The Dedicated Reader will finish every book they start, even if they’re not particularly enjoying it. They want to see how the reader wraps up the story, even if they complain about how it’s done.
The Wall-Banger has such well-defined standards that when it isn’t met they not only don’t finish the book, they toss it across the room in disgust.
The Skimmer would like to finish every book, but isn’t sufficiently engaged to want to spend the time it will take for a thorough read. They skip narrative, try to read most of the dialogue, and pick up just enough to see where the plot and characters go.
The Picky Reader never spends time finishing a book she’s either not enjoying or learning from.
The Juggler reads more than one book at the same time.
The Voracious Reader: Reads so many books in such close succession that when they shop for new ones they often end up purchasing ones they already own. It isn’t until they’re a quarter of the way into the novel that they realize they’ve not only already read it, but it’s sitting on their very full bookshelf.
The Hasty Review Reader is in a contest with others to see how many reviews they can get up online, for perks and prestige.
The Cliff Note and Reader’s Digest Reader: student’s favorite, but also known to attract those with more curiosity than time.
The Snail Pace Reader savors each and every word, re-reads paragraphs just for the enjoyment of particularly lyrical or imaginative prose.
Bathroom Reader: No matter how good the book is, this is the only spot for reading.
Exercise and audio reader: these readers have been known to extend their exercise time just to find a place in the book where they can put it down or push pause.
Travel and Vacation Reader: Beach readers, airport/airplane readers. This also includes those who don’t get carsick and can read while a passenger in the car.
The Giving Reader: only reads a book once, then passes it on. See next reader style for the opposite style.
Re-Readers: They can read a book twenty times but still enjoy reading it again. Series books are sometimes re-read to refresh this reader’s memory. Or they’re just in the mood for “that kind of book”.
Series Readers are those who primarily read series books; this sometimes means the whole series must be published before purchasing and reading the first.

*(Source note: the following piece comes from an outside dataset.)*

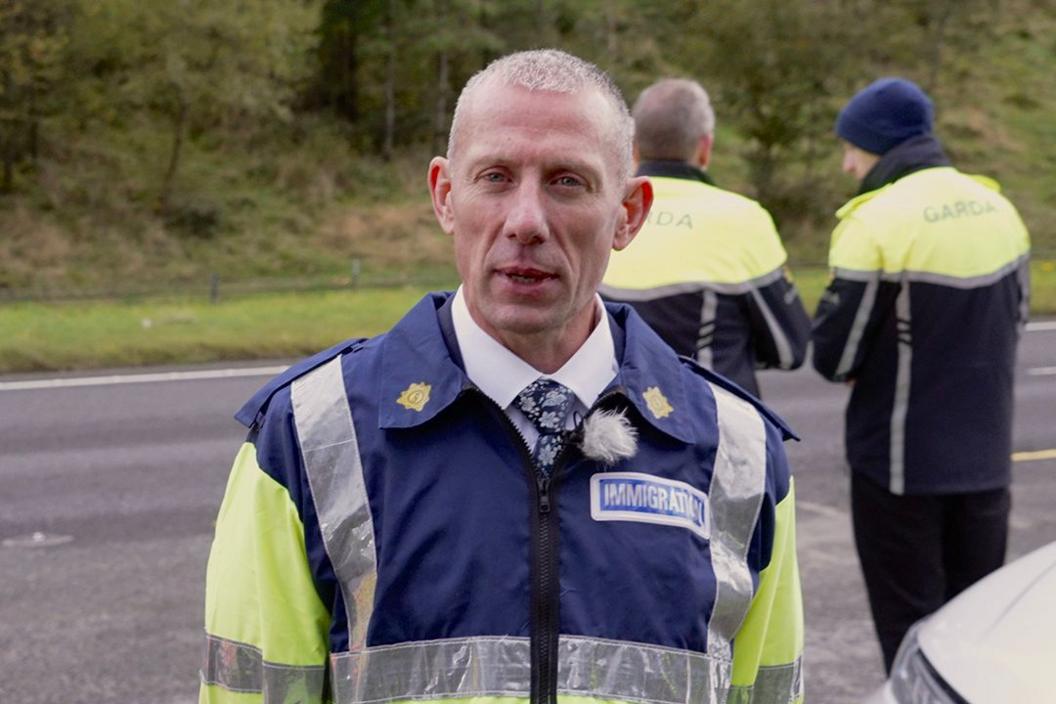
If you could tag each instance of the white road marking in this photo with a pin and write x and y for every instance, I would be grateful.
(821, 509)
(73, 382)
(70, 382)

Or they fall into the re-reader category and re-read the earlier books each time a new book is added to the series, so the books that went before are fresh in their mind.
Movie/Book Reader. This reader must read the book before seeing an upcoming movie, or else has already seen the movie but enjoyed it so much they now want to read the book for another, deeper perspective or to relive the movie.
Genre Readers are those readers who never venture outside their favorite genre. Loyal romance readers, sci-fi, mystery, etc.
The Matter-of-Fact Reader only reads non-fiction, biographies, autobiographies, or textbooks. If it didn’t actually happen, they’re not reading it. They have no desire to explore whether or not truth is stranger than fiction, because they only want the truth.
Chances are if you’ve been reading for very long you’ve practiced more than one of the reader styles listed above. I know I have! What about you?